To address the challenges, some uncommon construction methods were utilized. Due to the heavy presence of rock subgrades, the scope of work included blasting in areas for the alignment of the new bypass. This required pre-construction and post-construction surveys at four properties adjacent to the work area. The surveys were used to identify the structures’ existing conditions and determine the extent of any damage (if any) which may have resulted from construction activities.

“The contractor also had to hire a Seismologist who was responsible for monitoring vibrations before and during construction operations,” Allman said. “Seismic monitoring with multiple geophones was required and a monitoring plan had to be prepared and submitted for approval, which included the type and layout of sensing devices. Allowable vibration levels in the vicinity of the adjacent properties were not to exceed 0.5 inches per second greater than the vibration levels observed during pre-construction vibration monitoring.”
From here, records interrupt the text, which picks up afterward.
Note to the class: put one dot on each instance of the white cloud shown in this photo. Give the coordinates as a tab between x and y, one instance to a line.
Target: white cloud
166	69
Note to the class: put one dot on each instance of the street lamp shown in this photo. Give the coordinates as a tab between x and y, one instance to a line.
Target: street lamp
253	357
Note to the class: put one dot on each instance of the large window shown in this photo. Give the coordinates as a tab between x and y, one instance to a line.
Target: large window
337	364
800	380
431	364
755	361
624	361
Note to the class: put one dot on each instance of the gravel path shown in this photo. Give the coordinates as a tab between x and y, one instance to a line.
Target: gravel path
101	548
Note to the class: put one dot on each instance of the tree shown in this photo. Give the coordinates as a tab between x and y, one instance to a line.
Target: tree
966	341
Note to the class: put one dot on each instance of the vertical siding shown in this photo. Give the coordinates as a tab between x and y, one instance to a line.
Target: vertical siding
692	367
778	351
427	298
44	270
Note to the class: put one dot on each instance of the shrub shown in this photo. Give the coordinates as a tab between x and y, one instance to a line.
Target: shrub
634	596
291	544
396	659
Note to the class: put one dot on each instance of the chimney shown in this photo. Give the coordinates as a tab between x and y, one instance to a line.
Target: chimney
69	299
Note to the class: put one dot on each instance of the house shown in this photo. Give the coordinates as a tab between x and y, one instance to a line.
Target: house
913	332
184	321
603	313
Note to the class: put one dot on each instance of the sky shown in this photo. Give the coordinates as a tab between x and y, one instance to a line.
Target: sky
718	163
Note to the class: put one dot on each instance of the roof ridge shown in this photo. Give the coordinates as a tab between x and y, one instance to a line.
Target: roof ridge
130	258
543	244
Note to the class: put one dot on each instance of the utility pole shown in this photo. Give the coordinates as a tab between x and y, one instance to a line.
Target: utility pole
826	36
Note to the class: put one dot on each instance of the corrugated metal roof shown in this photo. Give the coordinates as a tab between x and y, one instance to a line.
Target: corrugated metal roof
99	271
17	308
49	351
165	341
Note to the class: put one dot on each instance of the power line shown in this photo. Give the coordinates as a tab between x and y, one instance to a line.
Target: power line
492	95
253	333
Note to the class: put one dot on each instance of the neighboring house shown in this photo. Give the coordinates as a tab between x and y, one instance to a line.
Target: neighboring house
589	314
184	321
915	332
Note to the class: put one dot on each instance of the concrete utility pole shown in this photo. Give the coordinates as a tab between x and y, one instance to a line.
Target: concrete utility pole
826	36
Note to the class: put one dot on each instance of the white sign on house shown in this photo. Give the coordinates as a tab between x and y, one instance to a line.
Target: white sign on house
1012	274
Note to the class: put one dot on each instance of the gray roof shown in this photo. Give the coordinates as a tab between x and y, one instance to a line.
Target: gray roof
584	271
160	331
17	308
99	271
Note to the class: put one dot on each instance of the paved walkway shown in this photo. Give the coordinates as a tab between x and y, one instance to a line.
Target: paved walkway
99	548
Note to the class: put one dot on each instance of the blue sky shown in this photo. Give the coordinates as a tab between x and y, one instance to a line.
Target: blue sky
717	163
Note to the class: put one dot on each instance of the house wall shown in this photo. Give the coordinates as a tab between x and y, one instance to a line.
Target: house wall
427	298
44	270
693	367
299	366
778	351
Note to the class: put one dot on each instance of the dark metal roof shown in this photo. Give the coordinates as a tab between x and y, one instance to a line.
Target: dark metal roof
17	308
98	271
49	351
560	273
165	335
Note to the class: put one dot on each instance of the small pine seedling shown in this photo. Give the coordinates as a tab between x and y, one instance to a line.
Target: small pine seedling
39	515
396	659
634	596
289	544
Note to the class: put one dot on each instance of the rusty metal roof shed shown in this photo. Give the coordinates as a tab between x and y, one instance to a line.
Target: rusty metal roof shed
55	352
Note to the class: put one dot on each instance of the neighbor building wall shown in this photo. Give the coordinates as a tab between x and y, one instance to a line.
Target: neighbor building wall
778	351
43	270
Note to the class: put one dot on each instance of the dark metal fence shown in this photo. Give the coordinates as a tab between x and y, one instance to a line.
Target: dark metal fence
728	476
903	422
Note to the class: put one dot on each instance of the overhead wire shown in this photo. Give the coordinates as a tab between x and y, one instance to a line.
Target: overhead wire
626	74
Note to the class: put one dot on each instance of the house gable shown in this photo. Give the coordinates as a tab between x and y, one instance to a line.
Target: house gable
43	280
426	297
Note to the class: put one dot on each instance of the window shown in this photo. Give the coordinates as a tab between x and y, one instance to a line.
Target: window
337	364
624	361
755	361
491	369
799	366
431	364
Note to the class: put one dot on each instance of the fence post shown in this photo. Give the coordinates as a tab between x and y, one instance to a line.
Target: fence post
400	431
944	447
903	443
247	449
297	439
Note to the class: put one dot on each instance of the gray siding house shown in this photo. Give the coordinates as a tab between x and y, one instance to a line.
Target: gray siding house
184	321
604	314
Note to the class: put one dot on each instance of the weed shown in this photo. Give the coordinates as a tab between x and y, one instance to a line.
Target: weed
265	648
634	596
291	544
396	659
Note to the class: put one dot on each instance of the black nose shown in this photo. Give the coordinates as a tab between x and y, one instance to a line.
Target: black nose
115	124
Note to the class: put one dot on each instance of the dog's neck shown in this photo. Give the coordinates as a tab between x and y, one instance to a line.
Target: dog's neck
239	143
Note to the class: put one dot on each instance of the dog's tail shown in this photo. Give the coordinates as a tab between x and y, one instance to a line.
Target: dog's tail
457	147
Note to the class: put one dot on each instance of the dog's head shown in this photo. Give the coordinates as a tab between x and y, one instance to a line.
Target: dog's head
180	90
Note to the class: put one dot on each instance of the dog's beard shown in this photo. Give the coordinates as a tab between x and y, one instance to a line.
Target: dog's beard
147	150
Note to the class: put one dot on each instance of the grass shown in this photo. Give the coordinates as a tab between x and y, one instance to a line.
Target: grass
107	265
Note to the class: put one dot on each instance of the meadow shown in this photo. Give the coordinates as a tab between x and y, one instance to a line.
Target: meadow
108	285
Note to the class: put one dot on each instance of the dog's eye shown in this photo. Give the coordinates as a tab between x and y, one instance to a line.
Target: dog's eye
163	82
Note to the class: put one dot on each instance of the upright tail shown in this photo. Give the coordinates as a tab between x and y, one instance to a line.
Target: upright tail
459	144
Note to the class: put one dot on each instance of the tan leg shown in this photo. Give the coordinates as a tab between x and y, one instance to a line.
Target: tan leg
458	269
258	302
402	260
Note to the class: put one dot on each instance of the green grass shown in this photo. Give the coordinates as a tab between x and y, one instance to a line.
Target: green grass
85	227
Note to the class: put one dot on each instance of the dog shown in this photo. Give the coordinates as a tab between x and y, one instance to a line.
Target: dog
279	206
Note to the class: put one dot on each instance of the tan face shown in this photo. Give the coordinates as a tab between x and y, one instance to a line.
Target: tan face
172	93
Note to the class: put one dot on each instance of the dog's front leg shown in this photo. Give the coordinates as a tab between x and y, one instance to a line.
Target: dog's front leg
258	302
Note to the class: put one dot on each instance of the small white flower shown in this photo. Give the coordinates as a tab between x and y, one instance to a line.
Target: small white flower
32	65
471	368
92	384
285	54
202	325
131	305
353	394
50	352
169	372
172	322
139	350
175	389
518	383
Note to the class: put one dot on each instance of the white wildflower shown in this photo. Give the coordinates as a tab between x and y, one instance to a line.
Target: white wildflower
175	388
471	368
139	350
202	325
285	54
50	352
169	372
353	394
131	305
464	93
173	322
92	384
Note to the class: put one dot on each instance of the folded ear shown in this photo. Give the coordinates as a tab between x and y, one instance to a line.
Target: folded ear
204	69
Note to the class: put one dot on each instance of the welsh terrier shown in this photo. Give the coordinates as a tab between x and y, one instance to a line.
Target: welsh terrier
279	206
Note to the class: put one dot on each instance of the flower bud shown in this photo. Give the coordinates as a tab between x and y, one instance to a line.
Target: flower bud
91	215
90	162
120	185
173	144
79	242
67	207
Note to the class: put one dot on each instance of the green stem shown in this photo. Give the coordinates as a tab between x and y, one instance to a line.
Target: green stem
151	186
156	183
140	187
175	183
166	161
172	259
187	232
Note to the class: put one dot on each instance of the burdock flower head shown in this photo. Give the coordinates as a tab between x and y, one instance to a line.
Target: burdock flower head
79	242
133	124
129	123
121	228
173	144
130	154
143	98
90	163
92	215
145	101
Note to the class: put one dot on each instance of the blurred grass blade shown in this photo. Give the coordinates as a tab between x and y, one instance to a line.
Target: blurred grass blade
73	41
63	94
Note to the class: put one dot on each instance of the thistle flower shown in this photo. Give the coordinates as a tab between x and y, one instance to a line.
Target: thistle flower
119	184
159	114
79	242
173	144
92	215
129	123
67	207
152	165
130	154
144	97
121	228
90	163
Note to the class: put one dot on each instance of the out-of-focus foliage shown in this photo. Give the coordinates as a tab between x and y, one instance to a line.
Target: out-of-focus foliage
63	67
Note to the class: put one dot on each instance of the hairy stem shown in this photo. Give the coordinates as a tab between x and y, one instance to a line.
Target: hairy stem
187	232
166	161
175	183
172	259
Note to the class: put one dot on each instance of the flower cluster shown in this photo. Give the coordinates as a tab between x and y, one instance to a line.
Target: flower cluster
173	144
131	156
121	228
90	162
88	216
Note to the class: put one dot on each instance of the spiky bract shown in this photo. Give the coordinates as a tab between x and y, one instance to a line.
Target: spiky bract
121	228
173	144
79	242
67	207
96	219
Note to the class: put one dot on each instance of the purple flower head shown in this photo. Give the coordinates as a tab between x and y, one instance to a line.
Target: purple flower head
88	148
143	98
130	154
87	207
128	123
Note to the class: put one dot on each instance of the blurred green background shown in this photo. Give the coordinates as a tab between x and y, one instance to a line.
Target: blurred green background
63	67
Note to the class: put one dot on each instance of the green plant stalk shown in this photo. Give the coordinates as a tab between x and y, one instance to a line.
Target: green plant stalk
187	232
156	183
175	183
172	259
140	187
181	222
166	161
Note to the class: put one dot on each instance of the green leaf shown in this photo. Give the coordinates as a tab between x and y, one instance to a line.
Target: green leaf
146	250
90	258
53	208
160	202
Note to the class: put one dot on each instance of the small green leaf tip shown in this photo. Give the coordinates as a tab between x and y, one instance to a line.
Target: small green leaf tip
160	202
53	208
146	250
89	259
To manage the increased volume of runoff caused by the newly constructed bypass and the subsequent increase in impervious area, the project utilized two large underground SWM structures. The decision to use underground structures for SWM stemmed from working around limited right-of-way and minimizing impacts to nearby environmentally sensitive areas and potential archaeological sites.
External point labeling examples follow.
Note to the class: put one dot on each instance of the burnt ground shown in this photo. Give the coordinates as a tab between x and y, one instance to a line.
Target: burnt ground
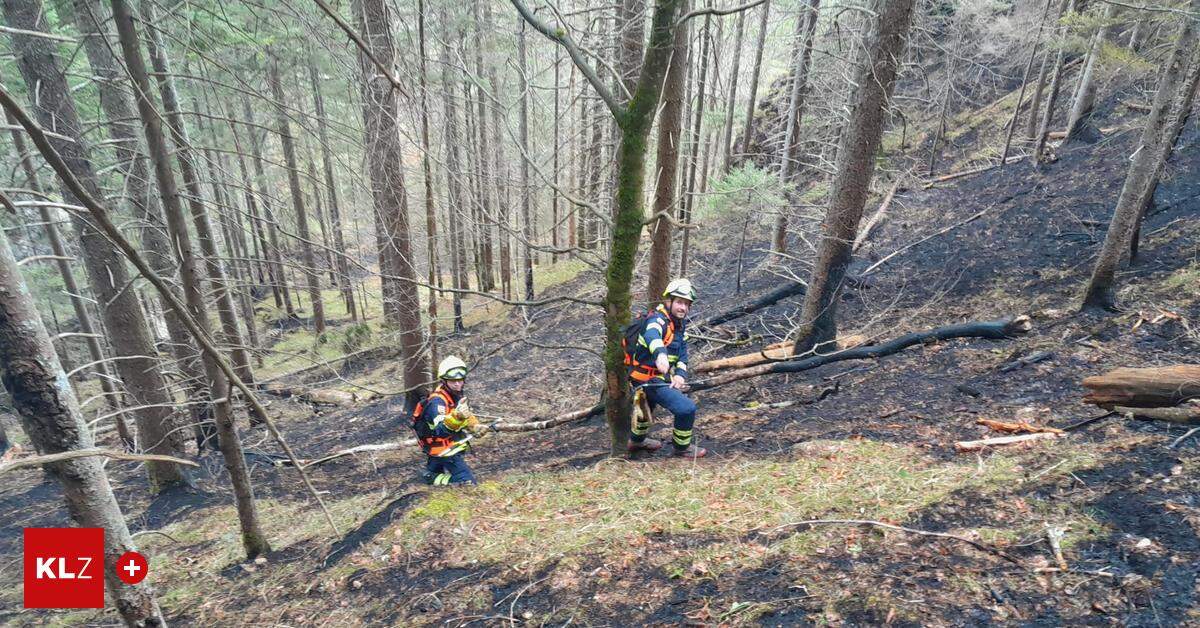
1029	253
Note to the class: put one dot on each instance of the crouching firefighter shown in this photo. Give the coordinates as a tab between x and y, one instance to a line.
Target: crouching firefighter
445	426
657	356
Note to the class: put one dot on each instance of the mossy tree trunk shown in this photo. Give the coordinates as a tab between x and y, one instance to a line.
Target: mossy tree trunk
252	536
635	120
856	166
108	276
1144	167
52	418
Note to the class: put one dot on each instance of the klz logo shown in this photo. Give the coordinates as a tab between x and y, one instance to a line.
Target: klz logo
64	568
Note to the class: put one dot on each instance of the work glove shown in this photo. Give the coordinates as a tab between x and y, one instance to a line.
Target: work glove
463	413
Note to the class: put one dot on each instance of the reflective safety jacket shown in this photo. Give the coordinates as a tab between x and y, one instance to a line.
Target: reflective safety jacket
438	431
660	334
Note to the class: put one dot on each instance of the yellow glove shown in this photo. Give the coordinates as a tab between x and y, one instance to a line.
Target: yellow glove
461	417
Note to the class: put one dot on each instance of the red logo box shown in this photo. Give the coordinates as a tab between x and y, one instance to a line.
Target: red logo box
64	568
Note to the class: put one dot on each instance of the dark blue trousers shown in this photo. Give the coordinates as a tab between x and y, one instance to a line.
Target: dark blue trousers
678	405
453	470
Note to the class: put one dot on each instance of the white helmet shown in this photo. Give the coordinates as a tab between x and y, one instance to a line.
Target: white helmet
681	288
453	368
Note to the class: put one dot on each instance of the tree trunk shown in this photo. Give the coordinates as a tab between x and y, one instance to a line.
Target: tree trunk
456	207
1079	125
730	105
51	416
557	133
89	17
201	221
431	222
1055	82
273	227
253	539
1144	167
1182	113
1157	387
1025	82
754	76
487	184
381	114
289	161
628	221
335	209
1031	127
121	314
856	166
667	161
526	191
790	155
91	338
690	192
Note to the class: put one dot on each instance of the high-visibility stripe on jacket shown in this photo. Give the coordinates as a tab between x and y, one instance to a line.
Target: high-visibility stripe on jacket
660	335
437	431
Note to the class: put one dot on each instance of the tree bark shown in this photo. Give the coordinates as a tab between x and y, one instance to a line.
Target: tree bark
456	207
1182	113
91	336
253	539
790	155
856	166
431	222
1025	81
1055	82
689	192
275	252
385	163
1080	126
731	102
89	16
335	210
199	211
526	191
130	335
754	76
289	160
487	183
1031	126
1156	387
667	161
51	416
1001	329
1144	167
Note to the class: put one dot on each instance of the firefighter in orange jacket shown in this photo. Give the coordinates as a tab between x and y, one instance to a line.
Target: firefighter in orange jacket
444	423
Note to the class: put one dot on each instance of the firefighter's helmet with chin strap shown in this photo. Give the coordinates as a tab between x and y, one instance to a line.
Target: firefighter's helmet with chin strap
453	368
679	288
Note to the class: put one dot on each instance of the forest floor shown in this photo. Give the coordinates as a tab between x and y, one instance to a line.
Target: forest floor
557	532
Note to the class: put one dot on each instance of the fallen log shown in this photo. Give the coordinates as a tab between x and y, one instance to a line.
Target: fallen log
325	396
877	219
1017	428
1144	388
976	446
773	352
394	446
36	461
773	297
1001	329
331	364
1187	414
960	174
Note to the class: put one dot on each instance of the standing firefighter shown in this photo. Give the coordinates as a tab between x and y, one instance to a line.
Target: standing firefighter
657	353
444	426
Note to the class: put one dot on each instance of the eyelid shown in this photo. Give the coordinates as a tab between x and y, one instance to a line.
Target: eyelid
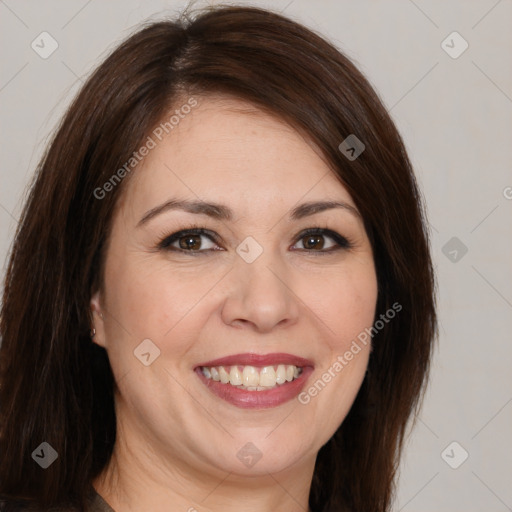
341	241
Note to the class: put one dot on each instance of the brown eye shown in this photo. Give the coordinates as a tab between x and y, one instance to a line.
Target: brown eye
191	240
313	242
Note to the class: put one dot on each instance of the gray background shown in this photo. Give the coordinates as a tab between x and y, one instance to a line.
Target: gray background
456	117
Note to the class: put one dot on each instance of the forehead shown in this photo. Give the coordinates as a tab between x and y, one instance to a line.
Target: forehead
228	150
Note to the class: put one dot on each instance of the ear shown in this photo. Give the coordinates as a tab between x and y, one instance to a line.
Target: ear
98	320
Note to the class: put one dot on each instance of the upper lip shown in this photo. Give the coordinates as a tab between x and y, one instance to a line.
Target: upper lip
251	359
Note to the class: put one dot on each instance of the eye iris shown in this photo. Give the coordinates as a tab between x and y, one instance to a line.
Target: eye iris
313	242
195	242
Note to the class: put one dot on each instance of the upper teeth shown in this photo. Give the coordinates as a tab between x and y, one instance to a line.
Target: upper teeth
252	377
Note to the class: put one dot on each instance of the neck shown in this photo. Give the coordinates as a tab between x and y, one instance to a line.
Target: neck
141	479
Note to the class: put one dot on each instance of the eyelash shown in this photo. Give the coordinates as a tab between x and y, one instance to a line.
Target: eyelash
341	241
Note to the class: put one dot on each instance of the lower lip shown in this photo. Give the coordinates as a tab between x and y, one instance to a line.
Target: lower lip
257	399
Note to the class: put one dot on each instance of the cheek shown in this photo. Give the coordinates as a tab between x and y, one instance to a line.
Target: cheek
344	301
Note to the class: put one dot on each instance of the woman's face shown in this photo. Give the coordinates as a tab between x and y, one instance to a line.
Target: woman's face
254	294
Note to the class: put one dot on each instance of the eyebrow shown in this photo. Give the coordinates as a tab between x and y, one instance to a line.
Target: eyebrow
222	212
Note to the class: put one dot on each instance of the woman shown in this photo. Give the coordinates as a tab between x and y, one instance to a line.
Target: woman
220	292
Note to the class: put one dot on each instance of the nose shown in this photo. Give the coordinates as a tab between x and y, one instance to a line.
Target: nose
260	296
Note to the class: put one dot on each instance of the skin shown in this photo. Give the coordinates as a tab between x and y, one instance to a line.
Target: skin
177	442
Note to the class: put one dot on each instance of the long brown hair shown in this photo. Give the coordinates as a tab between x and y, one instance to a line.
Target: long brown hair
56	386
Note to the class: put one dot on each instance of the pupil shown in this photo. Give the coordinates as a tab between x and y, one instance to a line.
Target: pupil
314	239
194	242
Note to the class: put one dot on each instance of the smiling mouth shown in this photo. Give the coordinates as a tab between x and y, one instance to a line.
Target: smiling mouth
252	378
“To help maintain traffic flow during the work, the project utilized single-lane closures, shoulder closures, and flagging operations,” Allman said. “We also implemented a road closure and detour of Brookeville Road to expedite the sewer line and the Brookeville Road roundabout construction. Communication to area drivers utilized [MDOT] SHA’s Project Portal page in cooperation with the District 3 Community Relations Manager to provide e-blasts and Upcoming Project Activity Notices. A press release was also written at the beginning of construction.”

Safety, Efficiency, and Preservation
The MD 97 Relocation Project/new Brookeville Bypass will enhance safety, reduce travel times, and preserve the historic nature of the town of Brookeville while ensuring that commuters have access to businesses, churches, and recreation.
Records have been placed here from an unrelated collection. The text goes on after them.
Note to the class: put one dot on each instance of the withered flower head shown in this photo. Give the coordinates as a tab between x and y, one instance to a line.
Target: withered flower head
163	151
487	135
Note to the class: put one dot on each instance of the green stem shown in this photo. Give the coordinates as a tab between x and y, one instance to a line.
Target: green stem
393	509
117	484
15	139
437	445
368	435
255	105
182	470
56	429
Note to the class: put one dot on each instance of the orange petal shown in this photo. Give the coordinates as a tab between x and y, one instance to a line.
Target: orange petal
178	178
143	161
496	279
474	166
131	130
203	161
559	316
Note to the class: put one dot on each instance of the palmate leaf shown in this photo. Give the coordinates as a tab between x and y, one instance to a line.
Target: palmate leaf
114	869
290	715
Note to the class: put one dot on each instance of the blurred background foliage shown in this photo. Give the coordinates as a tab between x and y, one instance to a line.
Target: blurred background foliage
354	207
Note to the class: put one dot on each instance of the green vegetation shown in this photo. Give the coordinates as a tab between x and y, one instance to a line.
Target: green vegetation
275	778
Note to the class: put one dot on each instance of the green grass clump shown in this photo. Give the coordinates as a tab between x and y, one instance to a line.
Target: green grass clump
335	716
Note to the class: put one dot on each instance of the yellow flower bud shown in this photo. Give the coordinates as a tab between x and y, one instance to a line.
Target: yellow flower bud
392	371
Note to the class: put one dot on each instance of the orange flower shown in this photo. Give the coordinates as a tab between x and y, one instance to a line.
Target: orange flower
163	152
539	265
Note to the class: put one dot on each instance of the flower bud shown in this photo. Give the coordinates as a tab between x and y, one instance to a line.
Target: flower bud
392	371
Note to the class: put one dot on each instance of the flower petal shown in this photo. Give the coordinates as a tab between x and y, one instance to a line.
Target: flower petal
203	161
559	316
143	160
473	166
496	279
“There is an economic benefit to the historical district of Brookeville in that the traffic reduction will reduce congestion, roadway usage, and reduce potential crashes with pedestrians along with off-road impacts to residential structures,” Allman said. “The delays associated with the three-way stop at the High Street, Market Street, and Brighton Dam intersection, which is an impediment to free-flowing traffic, is now substituted with a free-flowing section that reduces traffic build up and travel times.”